E-tolls 'systematically collapsing' - MP

Cape Town - Only one in every two motorists in Gauteng is registered for e-tolls, with significant numbers of motorists deregistering from the system which is barely a year old.

Transport Minister Dipuo Peters has delivered a candid reply to Anton Alberts, a Freedom Front Plus MP, who asked in a parliamentary question how many Gauteng e-toll users had deregistered since January 1 2013 until the last specified date for which information was available.

He also asked what amount had been raised in e-toll fees every month since the system was commissioned on December 3 2013, and how many users have been deregistered.

First month of operations

Peters replied that 1.25 million motorists have “active accounts registered on the (South African National Roads Agency) system”, although there are some 2.5 million users of the e-toll system each month. This implies that only about half of the users are paying toll fees.

In addition Peters noted that nearly 100 000 motorists have de-registered from the system. “As at 30 September 2014, 93 292 account units have been de-registered,” reported Brown.

Income from the tolls reached a peak of R120m in June last year, but had dropped steadily in succeeding months. It dropped to R119m in July 2014, then to R98m in August, then to R86m in September - the last month for which information is available.

Altogether R994.7m was raised between December 2013 and September 2014. In its first month of operation R51.7m was raised. This rose to R81.2m in January last year, then again to R94.5m in February 2014. In March receipts grew to R106m, jumping against to R118m in April. Then in May the figure dropped to R117m, rising to its historic high of R120m in June 2014.

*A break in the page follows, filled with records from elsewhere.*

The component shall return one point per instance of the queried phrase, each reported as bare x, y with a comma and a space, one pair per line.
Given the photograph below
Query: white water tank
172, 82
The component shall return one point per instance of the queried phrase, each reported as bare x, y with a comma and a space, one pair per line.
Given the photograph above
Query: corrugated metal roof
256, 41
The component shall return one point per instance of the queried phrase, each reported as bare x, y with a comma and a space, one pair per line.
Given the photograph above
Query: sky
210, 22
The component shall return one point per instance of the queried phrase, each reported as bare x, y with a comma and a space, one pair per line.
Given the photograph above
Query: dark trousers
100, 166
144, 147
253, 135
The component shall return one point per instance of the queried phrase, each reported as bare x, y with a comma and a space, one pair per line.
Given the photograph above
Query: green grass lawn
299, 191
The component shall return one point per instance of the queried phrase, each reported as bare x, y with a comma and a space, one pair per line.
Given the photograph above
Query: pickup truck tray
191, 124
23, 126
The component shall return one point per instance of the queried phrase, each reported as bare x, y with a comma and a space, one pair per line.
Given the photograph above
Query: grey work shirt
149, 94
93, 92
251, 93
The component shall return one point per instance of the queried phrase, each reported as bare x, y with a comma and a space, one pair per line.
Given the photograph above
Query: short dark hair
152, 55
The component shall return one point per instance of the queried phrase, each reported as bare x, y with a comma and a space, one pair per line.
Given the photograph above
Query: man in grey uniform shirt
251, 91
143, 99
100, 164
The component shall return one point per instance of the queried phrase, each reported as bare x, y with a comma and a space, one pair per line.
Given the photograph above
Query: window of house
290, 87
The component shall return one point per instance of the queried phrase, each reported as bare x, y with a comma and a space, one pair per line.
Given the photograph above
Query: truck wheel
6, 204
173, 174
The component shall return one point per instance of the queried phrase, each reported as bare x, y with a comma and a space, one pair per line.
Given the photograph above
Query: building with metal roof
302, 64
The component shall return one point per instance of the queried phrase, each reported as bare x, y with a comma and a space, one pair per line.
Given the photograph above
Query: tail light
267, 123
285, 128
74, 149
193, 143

Alberts said it is clear from the answer that the Gauteng e-toll system “is systematically collapsing”. This has been publicly acknowledged by the minister.

Temporary fuel levy

He said the de-registration of nearly 100 000 motorists represents “an enormous number” who are questioning the legitimacy of the system. “If the trend continues, Sanral will lose about 100 000 road users every year with the accompanying loss of income as those who de-register do not pay e-tolls.”

The drop-off in payments indicates that Sanral will reach “a critical point of unsustainability” at some point not far away.

Alberts said a way of financing the highway project - and clearing the Sanral debt on the project - would be to institute a temporary fuel levy instead of the tolls.

He said the Tollgate Action Group - which includes the Freedom Front Plus - would consider further court action against the ANC government “to scrap the e-toll system” as soon as the e-toll panel’s report on the socio-economic impact of tolls is released.

Gauteng premier David Makhura reported in December that the panel has received input from labour, the public, business and political parties - most of which opposed the system. But he said the findings would only be released once discussed with national and local government.